Scientists have found bees that have evolved to eat and digest meat — not just fresh but carrion as well, an ability which gives them their name of ‘vulture bees.’ According to the scientists at Cornell University, University of California Riverside and American Museum of Natural History, these bees have developed acid-loving bacteria in their guts similar to the ones found in the stomachs of vultures and hyenas. The new find is interesting as bees are believed to be typically vegetarian and it is only recently that they were discovered to be omnivores if one considered microbes in the nectar to qualify as meat. But now, scientists have witnessed the ‘vulture bees’ eat fresh pieces of raw chicken. The reason for this evolution, scientists believe, is the extreme competition for nectar.
To lure the vulture bees, scientists went to Costa Rica and suspended pieces of raw chicken meat from tree branches. To make sure ants do not eat them before the bees come, the researchers had smeared the meat pieces with petroleum jelly.

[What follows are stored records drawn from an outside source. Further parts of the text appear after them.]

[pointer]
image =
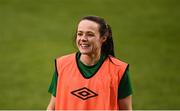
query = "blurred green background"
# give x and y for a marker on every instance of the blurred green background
(34, 32)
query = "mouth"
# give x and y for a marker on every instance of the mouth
(84, 46)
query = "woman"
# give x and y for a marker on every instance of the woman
(92, 78)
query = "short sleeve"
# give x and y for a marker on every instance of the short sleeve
(53, 85)
(125, 87)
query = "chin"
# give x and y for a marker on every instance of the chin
(84, 52)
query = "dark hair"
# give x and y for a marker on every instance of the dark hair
(104, 30)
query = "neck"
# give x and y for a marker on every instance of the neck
(90, 60)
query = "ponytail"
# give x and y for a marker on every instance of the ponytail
(104, 30)
(108, 45)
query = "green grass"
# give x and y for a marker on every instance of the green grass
(34, 32)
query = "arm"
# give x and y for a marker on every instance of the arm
(126, 103)
(51, 105)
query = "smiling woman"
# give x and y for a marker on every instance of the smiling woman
(92, 78)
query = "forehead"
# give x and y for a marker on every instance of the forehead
(87, 25)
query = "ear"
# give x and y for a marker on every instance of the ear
(103, 39)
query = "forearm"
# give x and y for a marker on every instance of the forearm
(51, 105)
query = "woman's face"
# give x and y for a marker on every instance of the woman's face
(88, 38)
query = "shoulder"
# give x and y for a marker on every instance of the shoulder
(66, 57)
(117, 61)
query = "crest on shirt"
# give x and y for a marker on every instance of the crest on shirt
(84, 93)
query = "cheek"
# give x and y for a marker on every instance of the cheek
(77, 40)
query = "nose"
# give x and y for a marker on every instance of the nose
(84, 38)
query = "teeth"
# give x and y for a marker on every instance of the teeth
(83, 45)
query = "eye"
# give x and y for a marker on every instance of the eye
(90, 34)
(79, 34)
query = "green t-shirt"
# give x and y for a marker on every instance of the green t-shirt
(124, 88)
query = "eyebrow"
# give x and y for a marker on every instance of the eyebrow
(86, 31)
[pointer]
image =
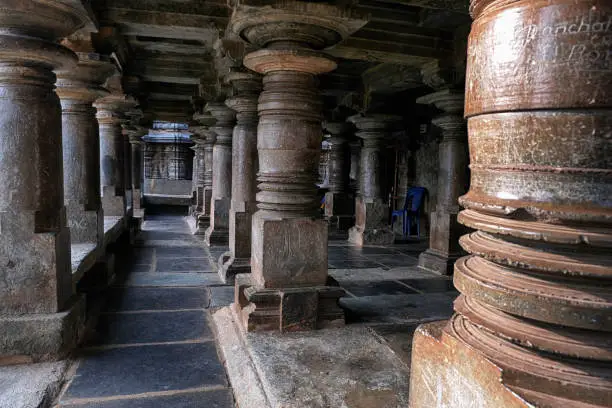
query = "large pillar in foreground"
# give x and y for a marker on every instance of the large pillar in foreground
(371, 207)
(246, 86)
(287, 288)
(39, 316)
(78, 88)
(533, 324)
(111, 115)
(339, 203)
(218, 231)
(445, 231)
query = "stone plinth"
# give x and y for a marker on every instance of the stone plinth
(288, 287)
(78, 88)
(39, 314)
(111, 115)
(371, 207)
(339, 202)
(535, 313)
(218, 231)
(245, 164)
(445, 231)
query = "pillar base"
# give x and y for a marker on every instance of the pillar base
(287, 309)
(380, 236)
(447, 371)
(216, 236)
(441, 264)
(230, 266)
(31, 338)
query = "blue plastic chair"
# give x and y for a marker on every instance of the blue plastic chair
(412, 210)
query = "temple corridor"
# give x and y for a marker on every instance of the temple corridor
(154, 343)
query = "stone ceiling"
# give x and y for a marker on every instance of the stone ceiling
(169, 49)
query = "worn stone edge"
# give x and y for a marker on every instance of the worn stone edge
(242, 373)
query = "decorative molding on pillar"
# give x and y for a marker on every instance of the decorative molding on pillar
(445, 231)
(78, 88)
(533, 323)
(218, 231)
(287, 288)
(371, 207)
(246, 88)
(41, 317)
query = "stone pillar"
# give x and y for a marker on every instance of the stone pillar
(287, 289)
(204, 156)
(78, 88)
(111, 115)
(533, 324)
(339, 203)
(218, 231)
(40, 317)
(445, 231)
(371, 207)
(245, 164)
(135, 138)
(205, 171)
(355, 148)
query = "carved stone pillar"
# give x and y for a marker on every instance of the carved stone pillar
(533, 324)
(445, 231)
(355, 148)
(287, 288)
(371, 207)
(245, 165)
(78, 88)
(111, 115)
(135, 137)
(40, 317)
(339, 203)
(218, 231)
(205, 164)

The baits attracted stringless bees who not only fed on the raw chicken but also stored it in their baskets on their hind legs. The bees that were attracted include vulture bees, who only eat meat, and some omnivorous bees that opportunistically feed on meat for protein. Scientists captured the vulture bees and their vegetarian and omnivorous relatives. When they analysed the captured bees they found that the carnivorous bees had undergone very extreme changes.
“The vulture bee microbiome is enriched in acid-loving bacteria, which are novel bacteria that their relatives don’t have,” said Quinn S. McFrederick, one of the scientists who worked on the study. The bacteria in vulture bees’ guts also protect the bees from the pathogens in the rotten meat.
Another interesting find was that the bees, despite having developed an appetite for dead meat, could still produce sweet and edible honey. According to scientists, the bees store the meat in special sealed-off chambers, separately from where the honey is stored, for two weeks before accessing it. The study was published on November 23 in the American Society of Microbiologists’ journal mBio.